Tim Huelskamp, Kansas Congressman, a chief architect of the government shutdown

Last week The Pitch published a directory of local politicians responsible for the ongoing federal government shutdown.

One Congressman from that list, however, bears more responsibility than the others.

That would be Tim Huelskamp, a second term tea party Republican firebrand from Fowler, Kansas. He took the reins of Kansas’s 1st Congressional District in 2011 after Jerry Moran moved up to the U.S. Senate.

Huelskamp took a central role in rallying conservatives in the U.S. House after they observed Republican leadership was licking its wounds after President Barack Obama’s re-election in 2012, the same election in which Democrats picked up 11 seats in the House. Republicans still controlled the House, but well-tanned Speaker John Boehner seemed to embrace the reality that Obamacare was the law and the House couldn’t do much about it.

This is what Boehner said to ABC News’ Diane Sawyer right after Obama’s re-election:

It’s pretty clear that the president was re-elected. Obamacare is the law of the land. If we were to put Obamacare into the CR (the federal spending bill) and send it over to the Senate, we were risking shutting down the government. That is not our goal.

Of course, that’s not what Boehner is saying today as he’s standing firm against passing a spending bill that doesn’t de-fund Obamacare, which is why the government has been shut down since October 1.

Why did Boehner change his tune? In part because Huelskamp helped lead a tea party insurgency with the GOP against what they seemed to see as weak-kneed Republican colleagues like Boehner and House Majority Leader Eric Cantor. Killing off Obamacare, to the more conservative members of Congress whose district boundaries protect them against political opposition, was a surefire way to stick it to Obama.

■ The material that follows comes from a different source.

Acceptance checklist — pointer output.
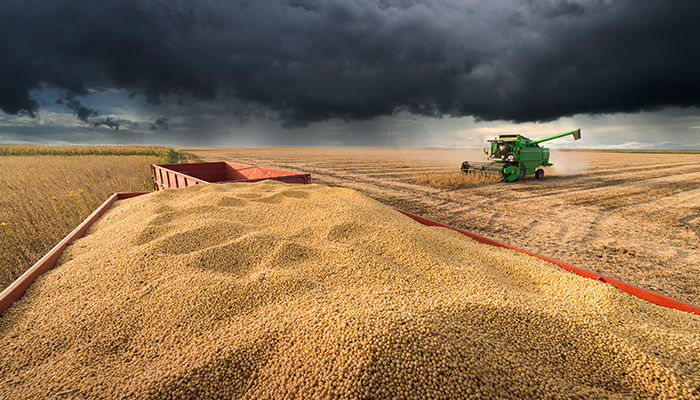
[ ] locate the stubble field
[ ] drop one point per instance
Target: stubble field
(630, 216)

Huelskamp co-authored this February 26 letter, along with fellow tea partier Jim Bridenstine (R-Oklahoma), imploring House leadership to try de-funding Obamacare while they try to rally up enough votes to repeal the health-care law. The letter was a novel idea at the time because the effort to repeal Obamacare through legislation wasn’t working.

David Corn, Washington, D.C., bureau chief for Mother Jones, says in a report out today that the February 26 letter was followed by a similar letter sent to Boehner on March 4, this time signed not only by Bridenstine and Huelskamp but also 28 other House tea partiers. The correspondence, Corn reports, took Boehner and Cantor by surprise. Days later, a spending bill went to the House for a vote that included funding for Obamacare, and only about half of the 30 tea partiers who signed the March 4 letter voted against it.

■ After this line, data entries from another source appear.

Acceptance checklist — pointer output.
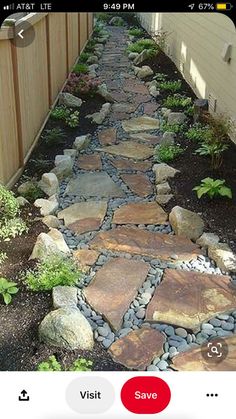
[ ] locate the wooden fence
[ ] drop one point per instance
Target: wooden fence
(31, 79)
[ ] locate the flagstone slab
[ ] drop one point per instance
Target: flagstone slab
(99, 185)
(84, 216)
(194, 360)
(107, 136)
(145, 243)
(141, 123)
(140, 213)
(89, 162)
(138, 183)
(146, 137)
(137, 349)
(187, 299)
(114, 287)
(122, 164)
(129, 149)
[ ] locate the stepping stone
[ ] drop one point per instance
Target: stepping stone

That resulted in a predictable conservative media backlash against House members that seemed to galvanize other tea partiers toward de-funding Obamacare. Corn points out that tea-party darling Ted Cruz (R-Texas) took up his grandstanding on the same day the House failed to muster up enough votes to de-fund Obamacare in March. Cruz’s stance against Obamacare, which culminated in a clumsy filibuster that impressed Fox News and stirred up the support of influential conservative groups, led to Boehner’s capitulation into a hard-nosed stance against Obamacare, even if it resulted in a government shutdown.

And that’s what started the government shutdown that has gone on for more than a week with no end in sight.